Эта дробная жизнь долго казалась Эдуарду шедевром удачной организации. В «Звенящих камнях» он полностью отдавался требованиям фабрики и заботам о Марии-Барбаре и детях. В Париже он вновь становился праздным состоятельным холостяком, переживавшим вторую молодость. Но с годами этому мало склонному к внутреннему анализу человеку все же пришлось признать, что каждая из его жизней лишь маскирует другую и скрывает пустоту и неизбывную тоску, составляющие сущность обеих. Как только в Париже на него накатывала тоска, — после вечера, возвращавшего его в одиночество большой квартиры, где в высоких узких окнах всеми бликами искрилась Сена, он мчался в порыве ностальгии к нежному и теплому беспорядку усадьбы.

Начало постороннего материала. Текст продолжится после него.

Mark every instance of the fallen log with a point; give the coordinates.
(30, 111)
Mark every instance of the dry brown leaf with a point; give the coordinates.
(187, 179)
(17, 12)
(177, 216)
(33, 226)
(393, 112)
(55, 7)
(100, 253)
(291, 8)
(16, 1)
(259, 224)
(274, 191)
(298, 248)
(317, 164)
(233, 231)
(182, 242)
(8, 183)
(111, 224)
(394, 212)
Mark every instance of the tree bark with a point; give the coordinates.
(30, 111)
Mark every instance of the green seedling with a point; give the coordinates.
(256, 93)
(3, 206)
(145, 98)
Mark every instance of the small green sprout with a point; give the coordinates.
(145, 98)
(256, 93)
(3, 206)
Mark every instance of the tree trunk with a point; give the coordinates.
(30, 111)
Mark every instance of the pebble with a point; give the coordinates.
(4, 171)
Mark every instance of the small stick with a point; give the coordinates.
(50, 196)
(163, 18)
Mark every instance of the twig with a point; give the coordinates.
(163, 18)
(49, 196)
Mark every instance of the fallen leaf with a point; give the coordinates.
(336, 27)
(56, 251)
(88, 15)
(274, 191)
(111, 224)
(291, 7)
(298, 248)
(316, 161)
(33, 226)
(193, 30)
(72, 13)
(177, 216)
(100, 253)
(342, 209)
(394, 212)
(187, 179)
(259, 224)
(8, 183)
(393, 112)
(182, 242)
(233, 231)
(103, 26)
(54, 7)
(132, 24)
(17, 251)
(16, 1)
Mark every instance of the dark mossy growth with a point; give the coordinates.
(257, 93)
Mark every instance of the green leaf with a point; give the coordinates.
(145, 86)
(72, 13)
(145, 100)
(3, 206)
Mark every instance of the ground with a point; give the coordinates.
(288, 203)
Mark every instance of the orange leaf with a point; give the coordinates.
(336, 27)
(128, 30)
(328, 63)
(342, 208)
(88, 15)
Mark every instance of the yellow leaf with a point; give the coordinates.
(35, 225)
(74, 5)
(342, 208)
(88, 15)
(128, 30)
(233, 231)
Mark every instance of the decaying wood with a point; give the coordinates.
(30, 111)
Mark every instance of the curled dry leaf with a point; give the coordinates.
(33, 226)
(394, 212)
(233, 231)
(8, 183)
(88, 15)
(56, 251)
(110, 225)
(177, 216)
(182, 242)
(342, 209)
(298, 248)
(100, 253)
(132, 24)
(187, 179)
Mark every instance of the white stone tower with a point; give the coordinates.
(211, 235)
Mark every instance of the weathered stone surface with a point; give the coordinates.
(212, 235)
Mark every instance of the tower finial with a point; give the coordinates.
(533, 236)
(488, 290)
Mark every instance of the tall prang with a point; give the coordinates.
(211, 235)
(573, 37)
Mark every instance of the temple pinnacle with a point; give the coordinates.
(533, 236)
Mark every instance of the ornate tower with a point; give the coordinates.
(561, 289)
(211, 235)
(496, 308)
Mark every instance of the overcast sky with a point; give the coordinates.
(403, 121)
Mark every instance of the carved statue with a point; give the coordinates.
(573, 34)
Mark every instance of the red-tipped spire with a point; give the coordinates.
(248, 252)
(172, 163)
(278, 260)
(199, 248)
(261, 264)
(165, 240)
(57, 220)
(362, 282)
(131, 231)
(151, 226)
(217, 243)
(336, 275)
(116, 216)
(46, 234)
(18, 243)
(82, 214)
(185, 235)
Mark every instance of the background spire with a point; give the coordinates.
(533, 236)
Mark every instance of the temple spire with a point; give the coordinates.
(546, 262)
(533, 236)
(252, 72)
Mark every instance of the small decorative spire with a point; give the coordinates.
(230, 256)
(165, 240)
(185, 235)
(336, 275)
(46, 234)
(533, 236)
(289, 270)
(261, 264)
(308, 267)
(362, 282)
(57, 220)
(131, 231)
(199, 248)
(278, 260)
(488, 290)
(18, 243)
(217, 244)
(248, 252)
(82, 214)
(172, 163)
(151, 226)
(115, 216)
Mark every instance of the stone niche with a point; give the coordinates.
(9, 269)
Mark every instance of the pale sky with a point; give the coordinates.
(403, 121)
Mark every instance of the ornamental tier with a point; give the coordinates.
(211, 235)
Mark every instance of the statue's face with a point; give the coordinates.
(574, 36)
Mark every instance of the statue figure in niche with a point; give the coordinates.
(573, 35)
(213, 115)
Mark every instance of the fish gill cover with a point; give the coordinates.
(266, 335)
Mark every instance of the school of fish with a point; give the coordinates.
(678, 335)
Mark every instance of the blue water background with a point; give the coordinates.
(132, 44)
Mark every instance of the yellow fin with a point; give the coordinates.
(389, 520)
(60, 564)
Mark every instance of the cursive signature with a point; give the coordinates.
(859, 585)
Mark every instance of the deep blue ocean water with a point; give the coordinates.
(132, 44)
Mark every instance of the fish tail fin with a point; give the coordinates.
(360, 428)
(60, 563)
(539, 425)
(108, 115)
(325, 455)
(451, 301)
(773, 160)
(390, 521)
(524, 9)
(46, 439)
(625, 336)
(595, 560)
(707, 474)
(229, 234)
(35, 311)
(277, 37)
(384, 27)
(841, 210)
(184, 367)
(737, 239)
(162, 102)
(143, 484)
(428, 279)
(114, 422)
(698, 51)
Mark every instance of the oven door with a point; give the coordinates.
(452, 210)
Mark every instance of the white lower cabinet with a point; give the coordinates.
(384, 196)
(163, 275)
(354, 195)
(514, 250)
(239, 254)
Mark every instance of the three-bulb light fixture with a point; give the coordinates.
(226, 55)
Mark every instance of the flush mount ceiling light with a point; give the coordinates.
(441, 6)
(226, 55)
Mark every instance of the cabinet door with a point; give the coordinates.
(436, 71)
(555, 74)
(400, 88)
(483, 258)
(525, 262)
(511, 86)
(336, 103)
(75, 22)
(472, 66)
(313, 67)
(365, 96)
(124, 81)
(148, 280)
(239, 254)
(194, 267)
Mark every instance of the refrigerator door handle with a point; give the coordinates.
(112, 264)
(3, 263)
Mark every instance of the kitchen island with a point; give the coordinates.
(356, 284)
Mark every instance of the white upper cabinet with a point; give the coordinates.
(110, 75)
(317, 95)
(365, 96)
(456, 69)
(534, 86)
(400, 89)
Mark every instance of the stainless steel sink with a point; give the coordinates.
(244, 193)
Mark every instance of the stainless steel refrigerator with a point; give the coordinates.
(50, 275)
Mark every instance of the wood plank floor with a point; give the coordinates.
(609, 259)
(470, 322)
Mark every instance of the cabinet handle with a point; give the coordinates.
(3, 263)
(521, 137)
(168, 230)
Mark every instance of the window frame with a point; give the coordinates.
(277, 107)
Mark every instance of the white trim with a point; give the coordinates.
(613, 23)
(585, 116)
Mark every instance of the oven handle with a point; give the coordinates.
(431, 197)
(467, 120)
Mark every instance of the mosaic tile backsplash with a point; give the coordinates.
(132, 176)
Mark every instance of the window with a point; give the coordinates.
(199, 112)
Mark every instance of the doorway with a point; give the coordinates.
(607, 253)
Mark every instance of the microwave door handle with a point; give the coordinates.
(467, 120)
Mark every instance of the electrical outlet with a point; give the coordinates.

Но в «Звенящих камнях», закончив ненужный туалет перед выходом в фабричную контору, он представлял себе разверзшийся перед ним бесконечный день, его охватывала горячка и приходилось силой удерживать себя от бегства в Динан, где еще можно было успеть на парижский скорый. Сначала он чувствовал себя смутно польщенным тем, что на фабрике его называли «парижанин», но год от году он все отчетливей ощущал заключенную в этом прозвище ноту осуждения и сомнения в его намерениях и способностях. Равным образом он долгое время с улыбкой принимал то, что друзья смотрят на него — шармера, давно поднаторевшего в искусстве галантного флирта, — как на богатого, немного неотесанного провинциала, несведущего в большом городе, наделенном в его глазах вымышленными достоинствами, но теперь его раздражало это их мнение о нем, как о бретонце, охваченном парижским загулом, мужском варианте Бекассины, этаком Бекассене в круглой шляпке с лентой, в деревянных башмаках и с волынкой под мышкой. На самом деле эта двойная принадлежность, долгое время бывшая источником счастья наряду с лишним достатком, теперь представлялась ему двойной ссылкой, двойной потерей корней, и в этом разочаровании сквозила растерянность перед неожиданно возникшей проблемой, перед зловещей и неудобной перспективой старения.